In the late 1800s, Russia started to develop Harbin and other Cities in Northeast China as a colony. Economic problems in the non-colonial Chinese regions led to population growth in many colonial outposts, most notably Hong Kong and Shanghai, but also Qingdao, Shandong, Xiamen, Tianjin, and the Russian Cities in the Northeast. The fall of the Qing in 1912 ended regulations preventing migration to the Northeast, and accelerated economic decline, coupled with population growth, led to increased migration into foreign controlled zones.

In the 1930s, Japan came to control Manchuria, and proceeded with economic development. By the time the communists founded the PRC in 1949, the Northeast had been under industrial development from first the Russians, then the Japanese. In 1949, it was the most industrially advanced region in China.

When the PRC embraced the Soviet economic model, and received Soviet economic assistance and advisors, much of the industrial development also occurred in the northeast as it was close to the USSR, and it was already the most industrial part of the country. Many professionals and unskilled laborers from other parts of China moved to the Northeast for opportunities. This spurred enormous population growth in this part of China.

Then, in the 1960s and 1970s, the CCP encouraged a high birth rate and the population of China just about doubled to a billion people. So the Northeast has a large population for two reasons 1) China has a ton of people in general and 2) there was (is) a lot of economic opportunity there.

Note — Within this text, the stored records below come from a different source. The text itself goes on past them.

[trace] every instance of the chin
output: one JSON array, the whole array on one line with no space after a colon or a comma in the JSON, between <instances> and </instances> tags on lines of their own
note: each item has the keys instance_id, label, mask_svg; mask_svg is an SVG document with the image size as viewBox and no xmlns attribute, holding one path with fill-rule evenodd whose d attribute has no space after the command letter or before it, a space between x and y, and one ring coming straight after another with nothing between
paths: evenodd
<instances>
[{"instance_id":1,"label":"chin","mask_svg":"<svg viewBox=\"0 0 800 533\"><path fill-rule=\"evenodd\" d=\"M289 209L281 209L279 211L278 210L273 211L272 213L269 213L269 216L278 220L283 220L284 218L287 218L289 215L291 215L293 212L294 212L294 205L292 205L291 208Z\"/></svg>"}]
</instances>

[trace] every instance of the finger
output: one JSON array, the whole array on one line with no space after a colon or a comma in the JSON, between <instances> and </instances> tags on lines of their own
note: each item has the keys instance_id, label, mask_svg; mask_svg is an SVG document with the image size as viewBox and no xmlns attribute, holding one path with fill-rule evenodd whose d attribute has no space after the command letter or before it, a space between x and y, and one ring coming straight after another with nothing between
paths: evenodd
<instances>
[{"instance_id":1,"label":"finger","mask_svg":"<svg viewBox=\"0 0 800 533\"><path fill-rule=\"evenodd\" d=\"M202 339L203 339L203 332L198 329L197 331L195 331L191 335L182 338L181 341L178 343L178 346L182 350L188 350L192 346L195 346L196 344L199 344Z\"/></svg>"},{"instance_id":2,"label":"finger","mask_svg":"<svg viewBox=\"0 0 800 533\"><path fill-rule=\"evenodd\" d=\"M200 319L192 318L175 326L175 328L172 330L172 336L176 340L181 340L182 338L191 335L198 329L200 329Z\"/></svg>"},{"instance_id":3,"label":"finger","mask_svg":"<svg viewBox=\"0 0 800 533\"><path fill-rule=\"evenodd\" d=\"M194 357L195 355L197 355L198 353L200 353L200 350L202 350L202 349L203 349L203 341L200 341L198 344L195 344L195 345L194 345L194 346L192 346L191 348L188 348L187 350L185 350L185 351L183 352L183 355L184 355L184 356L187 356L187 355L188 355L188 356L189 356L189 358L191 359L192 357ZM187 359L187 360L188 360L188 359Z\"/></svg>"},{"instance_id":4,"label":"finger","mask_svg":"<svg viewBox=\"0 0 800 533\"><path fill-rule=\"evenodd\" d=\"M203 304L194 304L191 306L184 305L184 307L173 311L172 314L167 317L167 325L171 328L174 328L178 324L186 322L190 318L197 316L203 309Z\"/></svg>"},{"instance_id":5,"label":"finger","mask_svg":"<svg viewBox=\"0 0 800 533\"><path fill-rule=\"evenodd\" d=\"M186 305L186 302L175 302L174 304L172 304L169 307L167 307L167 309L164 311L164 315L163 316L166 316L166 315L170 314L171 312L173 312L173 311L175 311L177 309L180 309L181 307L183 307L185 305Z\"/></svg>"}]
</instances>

Let's compare this with Russia. Most economic development occurred near Moscow and Western Europe. Siberia was viewed as a place for prisoners and natural resource extraction. And Russia doesn't have the huge number of people that China has.

TLDR

Northeast China has more people because it is in China, and China has more people than Russia. Also, the Northeast had a lot of economic opportunities in the first decades of the PRC (1950-1990) because it was the location of economic development due to its location near Russia and the Japanese empire.